The lasers are less than 1% efficient and used about 300 megajoules. As Lawrence Livermore director Kim Budil put it: "300 megajoules at the wall [socket], two megajoules at the laser." Generating electricity from fusion would require such reactions to be performed every second of the day, a vast increase in laser efficiency and reduction in their size.

There's good reason to be excited about the breakthrough, but the Biden Administration is overselling its immediate impact. "This milestone moves us one significant step closer to the possibility of zero-carbon abundant fusion energy powering our society," Energy Secretary Jennifer Granholm said.

What the experiment proved is that scientists can recreate the physical reactions in stars. But scaling the technology and making it commercially viable by most scientists' accounts will likely take another few decades.

It's also important to distinguish between basic and applied research. Government's proper role is to fund basic research of the sort that produced Tuesday's breakthrough and which businesses have little incentive to do. Private companies do a far better job of taking discoveries out of the lab to the market.

A bipartisan complaint is that the U.S. spends too little on research and development, which has the country trailing China. That's not true. U.S. businesses in 2019 spent nearly eight times more on R&D than the federal government. The U.S. as a whole spent a third more as a share of GDP on R&D than China.
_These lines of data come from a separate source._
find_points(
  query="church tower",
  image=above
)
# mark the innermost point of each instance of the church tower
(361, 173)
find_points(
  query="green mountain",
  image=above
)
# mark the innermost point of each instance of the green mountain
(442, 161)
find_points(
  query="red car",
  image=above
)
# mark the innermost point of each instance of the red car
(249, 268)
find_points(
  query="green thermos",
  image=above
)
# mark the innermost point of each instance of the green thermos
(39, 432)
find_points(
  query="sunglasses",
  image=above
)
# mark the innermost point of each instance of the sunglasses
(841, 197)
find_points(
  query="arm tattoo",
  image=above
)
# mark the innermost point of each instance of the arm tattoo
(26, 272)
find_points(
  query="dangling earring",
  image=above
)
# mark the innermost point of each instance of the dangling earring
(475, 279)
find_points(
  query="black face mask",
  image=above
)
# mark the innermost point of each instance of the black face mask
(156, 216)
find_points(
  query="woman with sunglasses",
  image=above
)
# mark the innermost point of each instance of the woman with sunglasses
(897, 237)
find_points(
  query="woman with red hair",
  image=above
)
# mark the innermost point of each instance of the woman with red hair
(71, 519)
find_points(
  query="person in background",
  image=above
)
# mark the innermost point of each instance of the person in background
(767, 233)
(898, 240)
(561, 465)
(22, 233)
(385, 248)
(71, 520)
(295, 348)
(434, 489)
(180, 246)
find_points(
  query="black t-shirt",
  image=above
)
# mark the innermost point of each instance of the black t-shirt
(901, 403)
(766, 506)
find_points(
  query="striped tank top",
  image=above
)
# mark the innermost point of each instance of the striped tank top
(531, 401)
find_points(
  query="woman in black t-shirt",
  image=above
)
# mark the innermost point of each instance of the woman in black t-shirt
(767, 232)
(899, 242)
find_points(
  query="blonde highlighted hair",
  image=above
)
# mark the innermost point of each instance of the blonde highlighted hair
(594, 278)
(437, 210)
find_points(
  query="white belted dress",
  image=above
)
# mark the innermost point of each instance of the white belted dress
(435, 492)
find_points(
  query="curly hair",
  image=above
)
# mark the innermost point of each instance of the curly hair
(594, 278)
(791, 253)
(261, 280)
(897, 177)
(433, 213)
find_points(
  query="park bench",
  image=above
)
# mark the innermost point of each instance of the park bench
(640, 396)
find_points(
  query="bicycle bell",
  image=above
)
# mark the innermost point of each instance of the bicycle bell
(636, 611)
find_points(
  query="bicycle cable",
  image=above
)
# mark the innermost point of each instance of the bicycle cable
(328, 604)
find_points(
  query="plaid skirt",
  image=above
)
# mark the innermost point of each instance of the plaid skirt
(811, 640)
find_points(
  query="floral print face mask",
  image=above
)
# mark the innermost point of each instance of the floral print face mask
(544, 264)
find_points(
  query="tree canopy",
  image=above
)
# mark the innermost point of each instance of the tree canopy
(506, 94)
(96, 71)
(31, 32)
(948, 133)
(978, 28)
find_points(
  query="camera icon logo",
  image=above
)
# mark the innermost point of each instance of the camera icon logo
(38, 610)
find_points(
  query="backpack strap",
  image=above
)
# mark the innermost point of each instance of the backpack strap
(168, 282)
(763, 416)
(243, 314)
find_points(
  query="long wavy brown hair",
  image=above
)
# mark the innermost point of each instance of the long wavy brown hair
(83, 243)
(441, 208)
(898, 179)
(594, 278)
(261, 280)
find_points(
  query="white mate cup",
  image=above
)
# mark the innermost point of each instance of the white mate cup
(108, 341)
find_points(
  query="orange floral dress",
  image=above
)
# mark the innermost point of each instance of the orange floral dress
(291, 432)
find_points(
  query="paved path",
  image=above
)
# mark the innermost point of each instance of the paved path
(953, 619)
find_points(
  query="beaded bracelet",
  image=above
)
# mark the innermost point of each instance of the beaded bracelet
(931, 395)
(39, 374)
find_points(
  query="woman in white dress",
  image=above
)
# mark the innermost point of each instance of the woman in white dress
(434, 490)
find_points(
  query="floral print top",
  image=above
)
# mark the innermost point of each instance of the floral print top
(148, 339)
China spends more subsidizing politically favored companies, but its industrial policy has reduced productivity, as a new study in the National Bureau of Economic Research shows. The fusion breakthrough shows that America still leads the world in innovation, and that what the government does best is basic research, not picking winners and losers." [1]

1. Hold the Fusion Hype
Wall Street Journal, Eastern edition; New York, N.Y. [New York, N.Y]. 14 Dec 2022: A.16.